Gleichstellung von Behinderten: Wie viel darf Barrierefreiheit kosten?

Barrierefreiheit ist ein Ziel, das behinderten Menschen die Teilnahme am öffentlichen Leben erleichtern soll. Dazu gehören bauliche Vorkehrungen etwa für das Überwinden von Stufen, aber auch das Bereitstellen von Informationen in einfacher Sprache und Gebärdensprache. Die schwarz-rote Regierung will Barrierefreiheit nun durch strengere Vorschriften für Staat und Unternehmen voran­bringen. Das sieht ein Entwurf zur Verschärfung des Behindertengleichstellungsgesetzes vor, den das Bundeskabinett am Mittwoch gebilligt hat.

Während Sozialverbände der Regierung vorwerfen, mit Unternehmen zu nachsichtig umzugehen, wenden sich Wirtschaftsvertreter dagegen, Betriebe trotz Wirtschaftskrise noch stärker zu belasten. „Die Privatwirtschaft muss endlich stärker in die Verantwortung genommen werden“, kritisierte der Sozialverband VdK die Vorlage. Die Ar­beitgeber werfen der Regierung indes vor, Unternehmen trotz vielfältiger eigener Bemühungen um Barrierefreiheit einmal mehr neue Kosten und Rechtsrisiken aufzu­er­legen; und damit auch über den Koalitionsvertrag hinauszugehen. Denn der sehe strengere gesetzliche Vorgaben nur für öffentliche Einrichtungen vor.

Kunststofframpe 250 Euro, Bodenmarkierung 1000 Euro

Laut Schätzung des Sozialministeriums würde das Gesetz die Wirtschaft zwar nur mit 1,35 Millionen Euro pro Jahr belasten. Allerdings könnte es auch deutlich mehr werden: „Eine zuverlässige Bemessung der Kosten für das Ergreifen angemessener Vorkehrungen“ sei „nicht möglich“, heißt es im Gesetzentwurf, da diese Bedingungen in jedem Betrieb anders seien. Freiwillige Anstrengungen der Betriebe seien indes kein Aufwand im Sinne des Gesetzes.

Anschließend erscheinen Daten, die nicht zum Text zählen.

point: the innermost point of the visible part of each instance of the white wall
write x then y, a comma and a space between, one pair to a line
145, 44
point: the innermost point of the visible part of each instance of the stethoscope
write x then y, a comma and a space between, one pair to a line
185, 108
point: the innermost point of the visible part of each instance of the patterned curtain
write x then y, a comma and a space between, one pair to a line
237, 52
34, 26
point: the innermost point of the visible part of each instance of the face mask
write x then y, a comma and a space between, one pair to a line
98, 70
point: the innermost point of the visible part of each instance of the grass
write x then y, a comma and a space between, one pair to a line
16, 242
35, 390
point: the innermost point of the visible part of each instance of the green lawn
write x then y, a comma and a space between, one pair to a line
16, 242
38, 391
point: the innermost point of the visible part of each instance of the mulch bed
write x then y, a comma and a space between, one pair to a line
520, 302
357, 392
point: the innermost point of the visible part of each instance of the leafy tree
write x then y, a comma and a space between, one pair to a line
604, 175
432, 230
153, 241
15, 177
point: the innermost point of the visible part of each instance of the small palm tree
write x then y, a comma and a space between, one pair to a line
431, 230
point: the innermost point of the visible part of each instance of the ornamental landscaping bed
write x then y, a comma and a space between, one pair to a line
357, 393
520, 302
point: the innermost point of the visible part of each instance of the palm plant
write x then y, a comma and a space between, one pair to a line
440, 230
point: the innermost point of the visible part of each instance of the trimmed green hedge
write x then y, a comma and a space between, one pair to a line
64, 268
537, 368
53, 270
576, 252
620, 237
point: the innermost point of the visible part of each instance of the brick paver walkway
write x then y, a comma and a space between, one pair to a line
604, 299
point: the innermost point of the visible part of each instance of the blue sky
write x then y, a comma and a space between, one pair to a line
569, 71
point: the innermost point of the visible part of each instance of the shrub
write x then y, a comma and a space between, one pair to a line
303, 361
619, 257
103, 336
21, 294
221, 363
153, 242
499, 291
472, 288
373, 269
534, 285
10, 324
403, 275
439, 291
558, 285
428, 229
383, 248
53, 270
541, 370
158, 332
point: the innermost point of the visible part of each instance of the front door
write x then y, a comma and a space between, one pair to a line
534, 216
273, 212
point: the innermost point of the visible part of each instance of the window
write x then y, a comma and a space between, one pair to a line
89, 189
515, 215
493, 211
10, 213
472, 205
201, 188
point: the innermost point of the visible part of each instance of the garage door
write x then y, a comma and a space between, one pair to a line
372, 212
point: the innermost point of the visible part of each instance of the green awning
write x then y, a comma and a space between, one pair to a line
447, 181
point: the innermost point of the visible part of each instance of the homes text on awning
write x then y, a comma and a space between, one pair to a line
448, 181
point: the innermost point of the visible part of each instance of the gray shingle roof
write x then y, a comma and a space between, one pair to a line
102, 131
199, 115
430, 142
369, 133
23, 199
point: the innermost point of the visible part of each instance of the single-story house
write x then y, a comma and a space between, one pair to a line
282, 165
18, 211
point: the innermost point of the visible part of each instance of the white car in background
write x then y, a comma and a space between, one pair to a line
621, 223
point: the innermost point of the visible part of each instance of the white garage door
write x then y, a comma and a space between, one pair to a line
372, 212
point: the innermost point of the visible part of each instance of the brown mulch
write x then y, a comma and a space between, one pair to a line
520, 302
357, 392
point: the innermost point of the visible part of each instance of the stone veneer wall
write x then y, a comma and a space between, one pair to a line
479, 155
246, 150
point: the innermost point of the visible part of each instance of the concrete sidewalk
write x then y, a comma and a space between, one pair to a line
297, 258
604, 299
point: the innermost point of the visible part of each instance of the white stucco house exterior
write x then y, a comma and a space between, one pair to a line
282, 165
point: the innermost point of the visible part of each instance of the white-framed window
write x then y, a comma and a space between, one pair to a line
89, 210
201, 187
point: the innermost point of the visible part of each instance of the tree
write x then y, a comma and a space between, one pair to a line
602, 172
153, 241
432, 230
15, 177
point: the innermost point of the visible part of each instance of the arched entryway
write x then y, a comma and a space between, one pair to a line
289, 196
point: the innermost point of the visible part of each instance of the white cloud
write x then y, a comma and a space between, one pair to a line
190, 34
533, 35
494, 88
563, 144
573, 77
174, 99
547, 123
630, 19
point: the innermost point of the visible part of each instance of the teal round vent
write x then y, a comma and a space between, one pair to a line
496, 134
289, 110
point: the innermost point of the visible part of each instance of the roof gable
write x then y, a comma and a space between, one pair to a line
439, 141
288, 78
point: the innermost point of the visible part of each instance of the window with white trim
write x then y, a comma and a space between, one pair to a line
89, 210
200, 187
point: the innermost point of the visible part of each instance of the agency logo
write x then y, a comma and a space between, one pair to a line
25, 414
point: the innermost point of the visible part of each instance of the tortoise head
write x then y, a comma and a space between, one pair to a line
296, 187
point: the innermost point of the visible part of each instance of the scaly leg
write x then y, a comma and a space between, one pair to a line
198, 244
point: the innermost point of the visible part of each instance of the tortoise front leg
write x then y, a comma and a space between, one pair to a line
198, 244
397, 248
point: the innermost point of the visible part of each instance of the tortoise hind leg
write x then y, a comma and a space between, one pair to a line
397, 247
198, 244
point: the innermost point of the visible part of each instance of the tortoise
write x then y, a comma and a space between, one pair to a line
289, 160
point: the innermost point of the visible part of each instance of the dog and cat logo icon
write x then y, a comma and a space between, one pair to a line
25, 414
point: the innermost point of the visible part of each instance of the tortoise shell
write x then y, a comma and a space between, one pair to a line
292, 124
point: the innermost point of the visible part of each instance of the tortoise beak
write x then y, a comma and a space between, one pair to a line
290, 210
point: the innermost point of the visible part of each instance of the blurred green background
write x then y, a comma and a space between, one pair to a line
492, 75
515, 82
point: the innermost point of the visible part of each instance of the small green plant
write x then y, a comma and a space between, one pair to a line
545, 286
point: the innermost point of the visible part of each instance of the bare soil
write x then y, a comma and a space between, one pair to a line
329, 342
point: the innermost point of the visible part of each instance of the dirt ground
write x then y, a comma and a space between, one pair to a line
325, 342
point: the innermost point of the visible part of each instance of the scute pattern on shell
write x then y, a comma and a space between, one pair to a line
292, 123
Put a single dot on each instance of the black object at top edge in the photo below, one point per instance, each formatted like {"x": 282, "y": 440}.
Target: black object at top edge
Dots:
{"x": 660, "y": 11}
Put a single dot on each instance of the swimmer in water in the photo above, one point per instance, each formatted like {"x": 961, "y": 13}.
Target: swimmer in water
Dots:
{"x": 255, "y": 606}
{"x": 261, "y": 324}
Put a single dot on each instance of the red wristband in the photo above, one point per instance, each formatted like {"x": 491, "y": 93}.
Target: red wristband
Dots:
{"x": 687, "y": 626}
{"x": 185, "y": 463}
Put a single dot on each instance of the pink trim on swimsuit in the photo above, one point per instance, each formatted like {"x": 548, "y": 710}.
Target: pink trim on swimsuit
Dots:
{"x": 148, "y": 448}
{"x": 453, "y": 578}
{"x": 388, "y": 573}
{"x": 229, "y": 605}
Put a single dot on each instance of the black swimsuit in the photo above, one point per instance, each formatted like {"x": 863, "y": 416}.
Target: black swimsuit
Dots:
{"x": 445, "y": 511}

Als Richtgrößen der Kostenschätzung führt der Entwurf Beispiele an. Demnach kostet die Anschaffung einer mobilen Kunststofframpe 250 Euro. Und das Aufbringen eines taktilen Markierungsbands von 60 Metern – als Orientierung für Sehbehinderte etwa im Supermarkt – wird mit 1000 Euro veranschlagt. Als kostenfrei stuft die Regierung hingegen diese Maßnahmen ein: „Eine mitarbeitende Person liest einem blinden Menschen die Speisekarte im Restaurant vor.“ Oder: „Das Hotel gibt dem kleinwüchsigen Gast einen Hocker zum Erreichen des Waschbeckens.“

Niedrigere Beweislast, höherer „Klagedruck“

Besonders kritisch ist aus Sicht der Arbeitgeberbundesvereinigung BDA allerdings eine geplante Änderung der Beweislast in Konfliktfällen, in denen behinderte Menschen Unternehmen eine Benachteiligung vorwerfen. Sie müssen dies demnach in Zukunft nicht mehr belastbar beweisen, sondern nur noch „glaubhaft machen“, dass sich eine Benachteiligung „vermuten lässt“. Zur Klärung solcher Fälle soll dann eine Schlichtungsstelle zuständig sein, die bisher Konflikte mit Behörden prüft.

Allerdings soll dies kein verbindlicher erster Schritt im Verfahren sein. Wer ein Unternehmen lieber direkt vor Gericht verklagt, soll dies ohne Schlichtungsversuch tun können – in einem Prozess, in dem sich auch Sozialverbände unterstützend engagieren dürfen. Für Unternehmen bedeute diese Konstellation, dass sie es mit einem erhöhten, auch verbandsstrategisch angelegten „Klagedruck“ zu tun bekämen, kritisiert die BDA.